根据python中的列表重新排列数组元素

xiaoxingxing pytorch 453

原文标题rearrange an array element based on list in python

我有一个二维数组a,大小2, 1403和一个列表b,它有 2 个列表。

a.shape = (2, 1403) # a is 2D array, each row has got unique elements.

len(b) = 2 # b is list

len(b[0]), len(b[1]) = 415, 452 # here also both the list inside b has got unique elements

b[0] and b[1]中存在的所有元素分别存在于a[0] and a[1]

现在我想根据b的元素重新排列a的元素。
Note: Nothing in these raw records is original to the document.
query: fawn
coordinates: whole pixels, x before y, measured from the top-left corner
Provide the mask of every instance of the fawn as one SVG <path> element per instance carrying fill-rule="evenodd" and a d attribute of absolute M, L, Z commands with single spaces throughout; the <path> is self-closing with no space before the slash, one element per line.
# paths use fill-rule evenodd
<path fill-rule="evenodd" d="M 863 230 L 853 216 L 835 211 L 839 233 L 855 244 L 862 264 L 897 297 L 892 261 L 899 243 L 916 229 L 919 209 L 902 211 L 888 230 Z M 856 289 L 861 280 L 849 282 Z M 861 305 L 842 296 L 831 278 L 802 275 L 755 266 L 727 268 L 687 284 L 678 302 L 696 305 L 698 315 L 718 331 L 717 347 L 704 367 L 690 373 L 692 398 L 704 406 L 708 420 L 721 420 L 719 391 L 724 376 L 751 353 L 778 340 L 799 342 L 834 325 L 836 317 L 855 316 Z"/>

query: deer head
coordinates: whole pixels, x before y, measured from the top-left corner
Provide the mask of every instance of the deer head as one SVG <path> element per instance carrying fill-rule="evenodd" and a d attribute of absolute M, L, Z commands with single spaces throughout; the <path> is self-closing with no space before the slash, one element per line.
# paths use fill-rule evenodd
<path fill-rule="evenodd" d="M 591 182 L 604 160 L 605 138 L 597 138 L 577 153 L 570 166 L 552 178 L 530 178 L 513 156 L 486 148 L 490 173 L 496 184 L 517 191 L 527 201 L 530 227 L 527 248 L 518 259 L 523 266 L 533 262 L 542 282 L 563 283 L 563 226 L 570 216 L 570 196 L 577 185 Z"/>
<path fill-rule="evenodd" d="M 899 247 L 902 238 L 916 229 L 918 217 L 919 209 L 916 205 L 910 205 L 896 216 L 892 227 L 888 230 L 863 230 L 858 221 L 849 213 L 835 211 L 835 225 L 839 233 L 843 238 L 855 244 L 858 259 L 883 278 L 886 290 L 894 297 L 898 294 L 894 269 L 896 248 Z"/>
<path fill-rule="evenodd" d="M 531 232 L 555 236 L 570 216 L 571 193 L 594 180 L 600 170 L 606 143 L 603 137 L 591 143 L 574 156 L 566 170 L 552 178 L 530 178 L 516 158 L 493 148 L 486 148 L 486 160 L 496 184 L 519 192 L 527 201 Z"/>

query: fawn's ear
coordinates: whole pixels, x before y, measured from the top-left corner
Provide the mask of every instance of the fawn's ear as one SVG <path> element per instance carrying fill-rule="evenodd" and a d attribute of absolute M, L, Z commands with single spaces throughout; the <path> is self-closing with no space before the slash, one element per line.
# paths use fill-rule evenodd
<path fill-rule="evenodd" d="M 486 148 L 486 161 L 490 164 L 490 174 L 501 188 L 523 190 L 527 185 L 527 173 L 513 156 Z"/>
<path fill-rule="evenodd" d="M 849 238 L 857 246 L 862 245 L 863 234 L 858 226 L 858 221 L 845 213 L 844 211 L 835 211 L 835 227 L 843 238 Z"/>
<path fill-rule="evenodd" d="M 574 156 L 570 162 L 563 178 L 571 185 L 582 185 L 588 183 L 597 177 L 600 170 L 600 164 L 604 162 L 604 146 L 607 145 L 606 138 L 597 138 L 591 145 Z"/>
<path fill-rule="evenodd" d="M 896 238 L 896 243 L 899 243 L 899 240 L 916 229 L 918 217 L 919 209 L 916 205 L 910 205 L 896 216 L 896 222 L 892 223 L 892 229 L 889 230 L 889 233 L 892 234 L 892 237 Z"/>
我想重新排列,使得b[0]中的所有元素也出现在a[0]中,都应该出现在a[0]的结尾,意思是新的a应该是这样的a[0][:-len(b[0])] = b[0],同样地a[1][:-len(b[1])] = b[1]

玩具示例

a有像[[1,2,3,4,5,6,7,8,9,10,11,12],[1,2,3,4,5,6,7,8,9,10,11,12]这样的元素

b有像[[5, 9, 10], [2, 6, 8, 9, 11]]这样的元素

new_a变成[[1,2,3,4,6,7,8,11,12,5,9,10], [1,3,4,5,7,10,12,2,6,8,9,11]]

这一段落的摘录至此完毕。